Ini yang sering di jalani oleh Irul setiap pagi yaitu menyapa orang-orang, ramah. Terutama supir kebersihan lingkungan. Setelah berbincang-bincang banyak, Irul memilih masuk kembali dan fokus bersih-bersih tanpa ada yang mengusik pekerjaannya.
Ia harus cepat-cepat membersihkan gudang dan melanjutkan pekerjaan sebagai seorang penulis. Memang tidaklah mudah untuk menjadi penulis dan sering kali penulis merasa bosan. Apalagi tengah mengalami writerblock membuat mood penulis jelek dan mencari cara menemukan ide-ide kecil dengan refreshing mencari sesuatu.
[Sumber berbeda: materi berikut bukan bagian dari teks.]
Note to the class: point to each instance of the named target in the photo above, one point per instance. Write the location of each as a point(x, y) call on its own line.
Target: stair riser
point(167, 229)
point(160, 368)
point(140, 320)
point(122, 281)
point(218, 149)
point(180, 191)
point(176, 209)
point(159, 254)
Salah satu box, Irul buka. Debu-debu yang berjumlah banyak terbang ke udara membuat Irul terbatuk-batuk.
"Huk...huk...huk."
Lalu tidak lama kemudian, Irul bersin sebanyak tiga kali. Terlalu banyak debu sehingga hidung mancung Irul bersin-bersin. Memakai masker? Kelihatanya itu mustahil, Irul tidak terlalu menyukai masker. Ia tidak bisa mengirup udara secara leluasa jika memakai masker terus-menerus.
"Hachim!"
Bersin paling besar dan beranggapan itu bersin terakhir. Berharap, Irul tidak lagi bersin akibat debu-debu kecil yang mulai banyak memenuhi barang dan ruangan yang tidak pernah di bersihkan. Mumpung Irul punya banyak waktu luang jadi ia memilih membersihkan gudang. Pertanyaan demi pertanyaan masih saja, Irul pikirkan terutama bagaimana bisa ia datang kesini?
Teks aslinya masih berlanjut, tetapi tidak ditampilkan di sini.